Luciano’s sous chef of many years, Dan Carney, with whom he works “hand-in-hand,” develops many of the inventive specials, like the homemade fettuccine with shrimp and lobster ($35.50) in tomato sauce.
“Dan does amazing things,” Luciano says. “Everyone puts their heart into it. We love what we do.”
‘This place is so special’
Ristorante Luciano has a very loyal clientele. So much so, that Luciano can’t change anything.

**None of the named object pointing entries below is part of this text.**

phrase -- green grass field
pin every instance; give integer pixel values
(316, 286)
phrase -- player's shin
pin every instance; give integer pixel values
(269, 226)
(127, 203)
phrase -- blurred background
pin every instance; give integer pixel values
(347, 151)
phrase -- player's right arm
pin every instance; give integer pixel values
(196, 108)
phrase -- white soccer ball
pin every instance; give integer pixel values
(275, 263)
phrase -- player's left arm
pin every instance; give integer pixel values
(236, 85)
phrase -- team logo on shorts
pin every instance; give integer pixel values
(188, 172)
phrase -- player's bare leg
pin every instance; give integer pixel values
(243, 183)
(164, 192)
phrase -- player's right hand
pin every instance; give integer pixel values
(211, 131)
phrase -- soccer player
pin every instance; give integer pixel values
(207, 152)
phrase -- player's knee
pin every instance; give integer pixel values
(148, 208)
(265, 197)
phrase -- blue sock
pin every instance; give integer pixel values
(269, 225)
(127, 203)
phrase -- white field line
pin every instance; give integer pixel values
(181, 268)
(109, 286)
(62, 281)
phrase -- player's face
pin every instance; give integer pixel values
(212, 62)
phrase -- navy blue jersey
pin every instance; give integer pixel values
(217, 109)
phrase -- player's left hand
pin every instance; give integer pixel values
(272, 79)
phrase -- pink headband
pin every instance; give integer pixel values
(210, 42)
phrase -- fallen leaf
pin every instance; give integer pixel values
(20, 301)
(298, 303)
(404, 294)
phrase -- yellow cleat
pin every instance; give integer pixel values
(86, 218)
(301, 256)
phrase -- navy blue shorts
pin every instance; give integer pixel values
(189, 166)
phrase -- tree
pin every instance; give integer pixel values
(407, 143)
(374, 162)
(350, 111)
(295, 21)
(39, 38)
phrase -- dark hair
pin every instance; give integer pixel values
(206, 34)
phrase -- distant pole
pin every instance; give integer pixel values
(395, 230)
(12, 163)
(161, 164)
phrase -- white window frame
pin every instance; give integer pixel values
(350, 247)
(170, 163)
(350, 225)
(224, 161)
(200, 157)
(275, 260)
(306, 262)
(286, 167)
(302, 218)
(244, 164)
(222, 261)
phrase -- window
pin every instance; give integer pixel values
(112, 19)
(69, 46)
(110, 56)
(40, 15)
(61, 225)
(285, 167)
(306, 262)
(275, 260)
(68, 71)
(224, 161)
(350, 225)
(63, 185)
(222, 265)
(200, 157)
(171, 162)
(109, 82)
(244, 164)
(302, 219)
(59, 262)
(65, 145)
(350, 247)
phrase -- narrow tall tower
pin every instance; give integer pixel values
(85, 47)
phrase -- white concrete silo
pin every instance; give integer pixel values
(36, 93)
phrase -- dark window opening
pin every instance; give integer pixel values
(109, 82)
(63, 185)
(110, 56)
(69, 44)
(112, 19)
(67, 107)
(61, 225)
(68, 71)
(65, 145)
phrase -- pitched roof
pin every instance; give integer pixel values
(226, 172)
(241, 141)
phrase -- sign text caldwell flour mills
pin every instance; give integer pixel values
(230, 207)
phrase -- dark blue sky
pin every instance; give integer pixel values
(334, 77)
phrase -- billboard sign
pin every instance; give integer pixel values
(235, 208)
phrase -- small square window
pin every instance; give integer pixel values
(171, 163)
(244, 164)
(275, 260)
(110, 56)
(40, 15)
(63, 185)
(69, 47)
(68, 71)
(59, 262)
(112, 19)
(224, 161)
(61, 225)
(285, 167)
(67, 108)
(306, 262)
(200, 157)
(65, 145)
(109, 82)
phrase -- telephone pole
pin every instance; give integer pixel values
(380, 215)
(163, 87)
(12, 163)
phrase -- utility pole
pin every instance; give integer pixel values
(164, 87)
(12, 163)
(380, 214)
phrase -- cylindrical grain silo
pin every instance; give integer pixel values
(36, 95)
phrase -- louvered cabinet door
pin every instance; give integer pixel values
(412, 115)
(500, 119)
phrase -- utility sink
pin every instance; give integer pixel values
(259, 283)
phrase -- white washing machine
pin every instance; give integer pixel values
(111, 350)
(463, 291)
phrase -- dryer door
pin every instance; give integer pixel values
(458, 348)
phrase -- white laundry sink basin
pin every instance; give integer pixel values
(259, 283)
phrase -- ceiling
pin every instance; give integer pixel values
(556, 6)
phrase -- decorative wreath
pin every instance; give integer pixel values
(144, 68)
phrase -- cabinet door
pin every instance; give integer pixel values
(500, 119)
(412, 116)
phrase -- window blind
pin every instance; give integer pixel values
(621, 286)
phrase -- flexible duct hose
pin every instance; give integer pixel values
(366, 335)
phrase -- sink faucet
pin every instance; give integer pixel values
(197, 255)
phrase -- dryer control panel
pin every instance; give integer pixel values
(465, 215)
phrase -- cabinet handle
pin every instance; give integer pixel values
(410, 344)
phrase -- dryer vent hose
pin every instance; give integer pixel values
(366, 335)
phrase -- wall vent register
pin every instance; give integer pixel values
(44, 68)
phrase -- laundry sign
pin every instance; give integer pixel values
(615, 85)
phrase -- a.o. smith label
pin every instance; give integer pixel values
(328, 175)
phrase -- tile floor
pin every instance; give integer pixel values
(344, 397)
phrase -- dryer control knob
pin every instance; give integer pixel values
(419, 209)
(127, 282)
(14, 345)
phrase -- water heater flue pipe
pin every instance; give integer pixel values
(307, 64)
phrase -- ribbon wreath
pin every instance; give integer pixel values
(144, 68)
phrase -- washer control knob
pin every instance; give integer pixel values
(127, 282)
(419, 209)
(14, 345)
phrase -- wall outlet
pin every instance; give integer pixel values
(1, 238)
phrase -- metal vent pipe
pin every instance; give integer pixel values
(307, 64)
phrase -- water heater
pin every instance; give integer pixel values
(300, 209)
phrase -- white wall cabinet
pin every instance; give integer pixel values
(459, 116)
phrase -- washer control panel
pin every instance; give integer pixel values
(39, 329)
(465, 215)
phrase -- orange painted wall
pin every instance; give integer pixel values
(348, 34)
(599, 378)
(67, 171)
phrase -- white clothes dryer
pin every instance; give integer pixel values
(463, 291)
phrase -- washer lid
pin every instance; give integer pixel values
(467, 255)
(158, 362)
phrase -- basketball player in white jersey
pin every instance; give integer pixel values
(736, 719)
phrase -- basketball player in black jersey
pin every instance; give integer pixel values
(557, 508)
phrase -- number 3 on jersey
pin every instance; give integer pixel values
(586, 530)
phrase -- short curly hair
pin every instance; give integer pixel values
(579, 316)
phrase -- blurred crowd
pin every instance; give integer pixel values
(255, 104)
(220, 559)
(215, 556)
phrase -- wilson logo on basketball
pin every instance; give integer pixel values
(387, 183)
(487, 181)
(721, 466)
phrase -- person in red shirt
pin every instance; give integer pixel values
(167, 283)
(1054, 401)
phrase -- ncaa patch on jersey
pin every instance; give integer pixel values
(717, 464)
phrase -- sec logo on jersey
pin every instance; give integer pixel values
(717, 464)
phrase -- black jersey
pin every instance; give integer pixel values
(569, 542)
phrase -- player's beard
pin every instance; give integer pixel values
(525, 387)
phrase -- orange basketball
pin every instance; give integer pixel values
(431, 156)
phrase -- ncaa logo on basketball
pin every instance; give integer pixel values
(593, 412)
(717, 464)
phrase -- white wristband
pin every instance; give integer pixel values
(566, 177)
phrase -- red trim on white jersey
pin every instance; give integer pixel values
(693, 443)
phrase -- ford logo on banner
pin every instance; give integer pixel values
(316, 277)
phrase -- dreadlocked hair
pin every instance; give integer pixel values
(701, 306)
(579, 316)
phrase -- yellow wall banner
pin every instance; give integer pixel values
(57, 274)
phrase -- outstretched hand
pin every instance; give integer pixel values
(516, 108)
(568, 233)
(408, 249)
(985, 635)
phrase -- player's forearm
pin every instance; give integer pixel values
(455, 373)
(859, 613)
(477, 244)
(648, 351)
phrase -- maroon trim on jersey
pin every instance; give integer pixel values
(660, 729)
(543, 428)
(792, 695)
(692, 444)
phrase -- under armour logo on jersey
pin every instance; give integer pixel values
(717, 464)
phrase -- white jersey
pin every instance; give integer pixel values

“In 15 years, we changed the menu only twice,” Luciano says. ”People were upset. It’s their tradition. They come from Connecticut, Philadelphia ... for the same week or same month ... they want the same dish. When we changed the menu, they’d tell me ‘you know, I really liked that one pasta dish.’”
A favorite pasta dish among customers is Graziella’s lasagna special, not on the menu. Diners will call way in advance to see if it’s being served the night they’ll be dining and, if so, will reserve it prior to their seating. They know if they don’t, it will surely be sold out by 7 p.m.
“My mom makes homemade lasagna that people go crazy over,” says Luciano of this house specialty.
“We literally have people ask as soon as they walk in, ‘do you have lasagna tonight?’” Joe laughs.
“People have gotten to know our family through the course of the years,” continues Joe of the relationship the family and the restaurant have with Stone Harbor. “We’re a fixture in the town, it’s a great atmosphere. On Saturdays we see the same faces.”
Two of those familiar faces on a recent Saturday belonged to Andrew Turner and Jen Minnicozzi of West Chester and Devon, Pa., respectively, as well as Stone Harbor. They discovered Ristorante Luciano years ago from Turner’s dad Don — it’s his favorite restaurant. The couple has been coming here ever since.
“I am literally obsessed with this place,” says Minnicozzi, who makes her own homemade pasta. “And I’m super critical, very particular ... and a super picky Italian eater. This place is so special.”
So enamored by the food at Ristorante Luciano, before they left, the couple had already made reservations for the following Saturday.
“The consistency in our restaurant is a direct result of my brother being there every single day that we’re open,” says Joe of the not-so-secret recipe for the restaurant’s success. “He’s only missed four days (in 15 years). He touches every single dish before it goes out and puts that much care in every single dish.”